Sophia Rose's Review

4 Stars

This audiobook was provided by its author, Kevin M. Kraft, in exchange for an honest and unbiased review. Thanks, Kevin!

When a man gets entangled with the wrong people at the new, better job, he tries to do the right thing and it costs him his wife, his child, his old life, and his sight. Starting over is hard and painful, but it forges his character and leads him into a fresh start full of danger still and a bit of a surprise.

Trying new to me authors and narrators has always filled me with excitement as I get filled with anticipation that here might be new favorites. A storyline about a man who faces severe adversity and rises to meet it sometimes by grit alone while clinging to belief and hope really captured my imagination. Add to it, Korean martial arts and the eclectic cigar box guitar playing the blues had me excited to see Doboro’s story unfold.

Doboro is probably the average family guy trying to get ahead and not much to write home about until after he is left with a Korean doctor and martial arts’ specialist along with his daughter in their Korean town. The author took him from more dead than alive and let his time with this pair rebuild him brick by brick. Then his life takes another twist and he ends up as an itinerate blues musician with a cool persona. There is a twist at this point that didn’t completely surprise me and a second narrator came into story. Loved that.

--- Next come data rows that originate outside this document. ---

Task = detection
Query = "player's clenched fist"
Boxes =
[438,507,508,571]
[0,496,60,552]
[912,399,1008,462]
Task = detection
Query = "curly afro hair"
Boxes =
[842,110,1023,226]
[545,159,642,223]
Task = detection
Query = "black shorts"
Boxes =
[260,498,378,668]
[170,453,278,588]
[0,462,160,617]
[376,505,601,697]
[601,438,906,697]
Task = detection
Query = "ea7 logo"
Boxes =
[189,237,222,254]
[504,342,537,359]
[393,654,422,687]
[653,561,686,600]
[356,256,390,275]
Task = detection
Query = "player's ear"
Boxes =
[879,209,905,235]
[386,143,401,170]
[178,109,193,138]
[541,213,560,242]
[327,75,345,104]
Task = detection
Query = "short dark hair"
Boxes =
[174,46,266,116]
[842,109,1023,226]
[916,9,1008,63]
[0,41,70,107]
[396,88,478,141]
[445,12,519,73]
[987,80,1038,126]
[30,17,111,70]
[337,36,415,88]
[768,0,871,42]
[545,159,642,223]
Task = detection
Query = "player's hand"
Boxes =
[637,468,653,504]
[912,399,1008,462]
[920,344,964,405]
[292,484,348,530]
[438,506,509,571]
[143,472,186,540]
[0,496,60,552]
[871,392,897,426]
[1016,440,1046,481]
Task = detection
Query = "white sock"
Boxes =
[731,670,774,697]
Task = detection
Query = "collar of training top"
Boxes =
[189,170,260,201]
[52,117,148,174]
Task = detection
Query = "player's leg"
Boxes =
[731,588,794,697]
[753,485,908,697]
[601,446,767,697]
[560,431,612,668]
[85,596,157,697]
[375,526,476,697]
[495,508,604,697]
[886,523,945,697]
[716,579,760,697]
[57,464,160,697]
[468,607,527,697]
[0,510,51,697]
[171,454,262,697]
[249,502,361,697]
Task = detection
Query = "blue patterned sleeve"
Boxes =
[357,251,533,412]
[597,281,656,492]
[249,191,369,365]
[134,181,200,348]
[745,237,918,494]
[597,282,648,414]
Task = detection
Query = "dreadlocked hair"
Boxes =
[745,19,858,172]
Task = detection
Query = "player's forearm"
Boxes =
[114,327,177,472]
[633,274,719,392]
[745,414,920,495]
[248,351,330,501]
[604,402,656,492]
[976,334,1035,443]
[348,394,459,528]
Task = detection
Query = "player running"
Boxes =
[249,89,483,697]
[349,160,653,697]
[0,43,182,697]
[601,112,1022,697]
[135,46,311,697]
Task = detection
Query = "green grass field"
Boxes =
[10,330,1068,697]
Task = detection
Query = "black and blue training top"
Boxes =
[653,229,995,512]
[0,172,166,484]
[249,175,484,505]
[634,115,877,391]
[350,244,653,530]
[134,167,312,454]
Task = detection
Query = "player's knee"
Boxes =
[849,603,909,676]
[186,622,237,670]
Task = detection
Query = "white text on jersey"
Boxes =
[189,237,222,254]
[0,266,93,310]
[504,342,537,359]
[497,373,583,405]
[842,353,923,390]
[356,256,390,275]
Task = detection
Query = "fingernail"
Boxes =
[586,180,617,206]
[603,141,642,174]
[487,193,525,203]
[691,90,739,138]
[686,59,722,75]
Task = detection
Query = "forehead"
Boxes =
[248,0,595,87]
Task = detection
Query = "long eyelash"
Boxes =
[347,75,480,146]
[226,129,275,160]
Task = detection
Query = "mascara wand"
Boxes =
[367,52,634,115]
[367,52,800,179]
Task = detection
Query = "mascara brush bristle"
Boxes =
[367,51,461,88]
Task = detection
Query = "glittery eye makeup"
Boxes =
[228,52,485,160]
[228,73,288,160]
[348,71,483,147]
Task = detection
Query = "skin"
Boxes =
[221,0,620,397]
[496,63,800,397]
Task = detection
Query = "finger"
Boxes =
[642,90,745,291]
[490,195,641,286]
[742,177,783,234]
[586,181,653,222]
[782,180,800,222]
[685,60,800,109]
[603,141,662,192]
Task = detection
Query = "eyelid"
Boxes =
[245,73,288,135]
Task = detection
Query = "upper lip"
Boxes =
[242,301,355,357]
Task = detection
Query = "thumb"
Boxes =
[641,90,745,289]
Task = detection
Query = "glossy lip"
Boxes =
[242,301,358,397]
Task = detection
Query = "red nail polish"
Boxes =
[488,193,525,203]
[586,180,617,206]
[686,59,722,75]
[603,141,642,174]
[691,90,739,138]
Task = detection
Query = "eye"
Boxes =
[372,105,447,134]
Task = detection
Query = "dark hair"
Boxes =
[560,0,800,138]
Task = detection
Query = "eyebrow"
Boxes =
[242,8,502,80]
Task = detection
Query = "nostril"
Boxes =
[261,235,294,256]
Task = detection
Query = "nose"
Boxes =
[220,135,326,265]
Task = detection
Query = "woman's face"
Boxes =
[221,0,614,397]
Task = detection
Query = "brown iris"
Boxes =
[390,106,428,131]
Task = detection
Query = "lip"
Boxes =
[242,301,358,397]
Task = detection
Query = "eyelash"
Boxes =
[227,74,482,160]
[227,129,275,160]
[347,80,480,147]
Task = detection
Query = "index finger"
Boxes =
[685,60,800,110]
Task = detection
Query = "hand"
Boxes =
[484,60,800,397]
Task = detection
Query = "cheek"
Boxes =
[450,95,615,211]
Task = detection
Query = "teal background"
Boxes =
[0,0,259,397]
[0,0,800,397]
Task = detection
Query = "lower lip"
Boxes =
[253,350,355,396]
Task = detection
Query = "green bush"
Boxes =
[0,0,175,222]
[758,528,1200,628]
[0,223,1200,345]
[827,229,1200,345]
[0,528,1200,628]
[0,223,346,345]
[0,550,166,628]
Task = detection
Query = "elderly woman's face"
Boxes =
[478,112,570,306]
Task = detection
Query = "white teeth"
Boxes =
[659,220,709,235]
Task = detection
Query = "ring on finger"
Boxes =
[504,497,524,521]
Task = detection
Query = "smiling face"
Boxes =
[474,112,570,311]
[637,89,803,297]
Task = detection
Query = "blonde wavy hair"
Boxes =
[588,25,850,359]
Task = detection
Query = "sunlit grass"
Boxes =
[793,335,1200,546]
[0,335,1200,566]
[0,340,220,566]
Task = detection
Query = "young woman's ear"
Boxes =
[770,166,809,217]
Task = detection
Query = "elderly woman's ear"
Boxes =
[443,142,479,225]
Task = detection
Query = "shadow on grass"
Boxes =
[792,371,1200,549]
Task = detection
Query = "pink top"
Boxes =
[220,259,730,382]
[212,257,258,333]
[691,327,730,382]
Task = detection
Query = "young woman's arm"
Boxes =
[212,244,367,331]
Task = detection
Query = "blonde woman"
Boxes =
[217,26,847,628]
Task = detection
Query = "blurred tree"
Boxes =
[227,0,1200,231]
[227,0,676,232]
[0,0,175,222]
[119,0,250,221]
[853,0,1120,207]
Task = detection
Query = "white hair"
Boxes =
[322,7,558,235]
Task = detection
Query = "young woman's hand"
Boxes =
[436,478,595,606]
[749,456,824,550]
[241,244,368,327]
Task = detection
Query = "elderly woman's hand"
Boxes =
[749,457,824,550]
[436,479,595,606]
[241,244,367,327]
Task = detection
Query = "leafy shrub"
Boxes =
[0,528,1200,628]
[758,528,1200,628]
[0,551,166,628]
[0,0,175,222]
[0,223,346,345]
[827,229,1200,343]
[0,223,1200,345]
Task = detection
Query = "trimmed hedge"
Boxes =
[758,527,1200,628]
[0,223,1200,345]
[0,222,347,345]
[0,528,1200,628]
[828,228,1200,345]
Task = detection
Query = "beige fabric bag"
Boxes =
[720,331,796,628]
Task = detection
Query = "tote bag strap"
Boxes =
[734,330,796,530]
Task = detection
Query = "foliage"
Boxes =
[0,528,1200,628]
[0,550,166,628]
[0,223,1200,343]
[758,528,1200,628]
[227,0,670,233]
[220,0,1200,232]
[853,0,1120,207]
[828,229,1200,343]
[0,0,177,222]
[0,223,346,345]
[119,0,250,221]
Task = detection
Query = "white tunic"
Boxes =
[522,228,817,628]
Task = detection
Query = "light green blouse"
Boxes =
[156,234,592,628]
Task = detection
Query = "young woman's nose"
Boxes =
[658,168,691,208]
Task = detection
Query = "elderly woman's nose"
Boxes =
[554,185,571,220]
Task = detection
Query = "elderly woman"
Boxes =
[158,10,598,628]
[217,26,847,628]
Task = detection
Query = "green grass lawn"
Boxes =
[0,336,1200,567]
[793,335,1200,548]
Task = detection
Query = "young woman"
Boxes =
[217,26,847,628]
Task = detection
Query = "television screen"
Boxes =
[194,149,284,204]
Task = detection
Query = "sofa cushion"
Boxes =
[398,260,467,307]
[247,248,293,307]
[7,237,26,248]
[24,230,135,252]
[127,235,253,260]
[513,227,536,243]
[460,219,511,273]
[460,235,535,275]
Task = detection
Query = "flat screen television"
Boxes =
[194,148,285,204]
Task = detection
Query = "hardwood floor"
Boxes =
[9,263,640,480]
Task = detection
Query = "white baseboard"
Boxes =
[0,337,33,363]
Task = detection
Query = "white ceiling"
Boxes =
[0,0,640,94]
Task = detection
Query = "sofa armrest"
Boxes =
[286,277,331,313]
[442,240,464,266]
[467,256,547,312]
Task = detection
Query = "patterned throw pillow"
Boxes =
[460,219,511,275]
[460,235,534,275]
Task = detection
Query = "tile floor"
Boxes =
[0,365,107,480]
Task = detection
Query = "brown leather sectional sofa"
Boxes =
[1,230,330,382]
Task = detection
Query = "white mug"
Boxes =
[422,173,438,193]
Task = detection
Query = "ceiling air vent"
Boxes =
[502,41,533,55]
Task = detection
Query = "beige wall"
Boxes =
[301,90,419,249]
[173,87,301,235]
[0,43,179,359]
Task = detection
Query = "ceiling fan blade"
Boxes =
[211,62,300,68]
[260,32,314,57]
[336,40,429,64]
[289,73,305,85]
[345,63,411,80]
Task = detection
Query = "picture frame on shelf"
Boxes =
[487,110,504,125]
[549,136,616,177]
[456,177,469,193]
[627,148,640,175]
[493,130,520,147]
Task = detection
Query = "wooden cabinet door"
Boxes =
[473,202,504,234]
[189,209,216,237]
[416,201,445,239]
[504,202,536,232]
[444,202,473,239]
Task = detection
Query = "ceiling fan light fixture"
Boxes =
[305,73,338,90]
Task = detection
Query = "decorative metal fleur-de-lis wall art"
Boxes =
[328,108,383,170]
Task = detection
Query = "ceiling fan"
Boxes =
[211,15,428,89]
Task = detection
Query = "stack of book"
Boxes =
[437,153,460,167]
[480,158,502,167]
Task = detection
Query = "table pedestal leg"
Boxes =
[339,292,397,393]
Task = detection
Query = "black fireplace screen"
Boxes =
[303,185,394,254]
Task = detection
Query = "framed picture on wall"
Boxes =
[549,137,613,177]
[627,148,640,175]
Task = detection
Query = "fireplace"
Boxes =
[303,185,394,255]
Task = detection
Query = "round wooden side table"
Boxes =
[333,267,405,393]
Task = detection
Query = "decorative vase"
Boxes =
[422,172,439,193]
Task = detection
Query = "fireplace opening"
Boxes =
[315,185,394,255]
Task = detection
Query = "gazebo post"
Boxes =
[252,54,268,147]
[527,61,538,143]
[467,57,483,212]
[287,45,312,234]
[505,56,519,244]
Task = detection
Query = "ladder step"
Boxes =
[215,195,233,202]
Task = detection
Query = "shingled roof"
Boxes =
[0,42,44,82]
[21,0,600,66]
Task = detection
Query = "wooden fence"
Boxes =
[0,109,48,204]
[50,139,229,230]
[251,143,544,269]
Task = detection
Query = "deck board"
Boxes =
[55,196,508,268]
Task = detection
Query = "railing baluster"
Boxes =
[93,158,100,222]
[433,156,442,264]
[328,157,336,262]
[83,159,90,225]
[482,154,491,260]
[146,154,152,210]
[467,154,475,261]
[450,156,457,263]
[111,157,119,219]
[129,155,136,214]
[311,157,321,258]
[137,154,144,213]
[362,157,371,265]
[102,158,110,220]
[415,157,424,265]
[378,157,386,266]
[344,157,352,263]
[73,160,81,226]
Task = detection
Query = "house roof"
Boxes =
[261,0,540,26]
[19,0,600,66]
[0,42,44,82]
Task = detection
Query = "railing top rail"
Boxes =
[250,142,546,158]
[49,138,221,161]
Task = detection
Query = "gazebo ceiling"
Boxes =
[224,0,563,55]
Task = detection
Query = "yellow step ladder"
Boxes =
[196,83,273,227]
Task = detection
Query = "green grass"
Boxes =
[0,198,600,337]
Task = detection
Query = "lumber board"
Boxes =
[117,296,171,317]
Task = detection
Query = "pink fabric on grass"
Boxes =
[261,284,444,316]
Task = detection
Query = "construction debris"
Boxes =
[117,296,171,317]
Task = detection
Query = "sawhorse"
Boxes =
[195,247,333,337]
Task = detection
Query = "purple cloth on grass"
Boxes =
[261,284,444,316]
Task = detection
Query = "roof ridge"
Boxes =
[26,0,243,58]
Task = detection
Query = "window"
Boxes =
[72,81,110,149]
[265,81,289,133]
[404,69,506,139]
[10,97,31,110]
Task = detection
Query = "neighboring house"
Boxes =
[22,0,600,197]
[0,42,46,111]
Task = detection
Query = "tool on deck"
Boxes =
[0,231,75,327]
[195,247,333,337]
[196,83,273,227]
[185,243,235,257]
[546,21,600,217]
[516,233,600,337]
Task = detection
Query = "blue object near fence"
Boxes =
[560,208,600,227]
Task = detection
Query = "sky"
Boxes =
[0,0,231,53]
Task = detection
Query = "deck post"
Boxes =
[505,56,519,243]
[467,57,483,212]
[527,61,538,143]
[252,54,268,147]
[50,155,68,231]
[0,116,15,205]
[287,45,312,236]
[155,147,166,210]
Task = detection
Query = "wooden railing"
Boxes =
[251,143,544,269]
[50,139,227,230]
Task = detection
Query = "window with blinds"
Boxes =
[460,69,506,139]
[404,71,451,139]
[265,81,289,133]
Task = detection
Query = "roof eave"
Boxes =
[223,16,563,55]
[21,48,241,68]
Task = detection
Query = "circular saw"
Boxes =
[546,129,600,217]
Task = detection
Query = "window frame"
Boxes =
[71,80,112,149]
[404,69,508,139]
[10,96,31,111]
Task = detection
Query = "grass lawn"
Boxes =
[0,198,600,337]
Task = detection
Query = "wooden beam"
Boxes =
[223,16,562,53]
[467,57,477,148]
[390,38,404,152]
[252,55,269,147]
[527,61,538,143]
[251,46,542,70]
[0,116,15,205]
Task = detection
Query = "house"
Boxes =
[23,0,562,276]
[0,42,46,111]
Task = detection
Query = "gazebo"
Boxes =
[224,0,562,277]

There is good martial arts’ action when Doboro encounters his old enemy’s attempt to still get at him or the dangers out on the city streets. He is the only alive who ever defied a rich, powerful criminal after all. I love that he fights blind and in a style not even the most popular among Asians.

The strong music element with the unique instrument and music genre that comes from Doboro’s own African American history was part of his personality and not just what he did to earn his bread.

While this could be classified as Christian fiction, and Doboro’s faith is at the heart of what kept him going and drives his thoughts and actions, the story is not lost under any soapboxing.

The narrator, Todd Thompson, had a deep, full voice and he was versatile with pace, emotions, tone of the story, and changes in pitch. I loved listening to him tell the story, but I will admit that the Asian accents and the teen girl character was a stretch for him and not entirely convincing, though not bad. The production quality was also good.

Doboro the Bottlenecker leaves off in a good place and doesn’t leave the listener hanging, but it is obvious there is more to come and I am eager to press forward. I can definitely recommend Doboro the Bottlenecker as one of triumph with a good dose of action suspense and character-driven plot.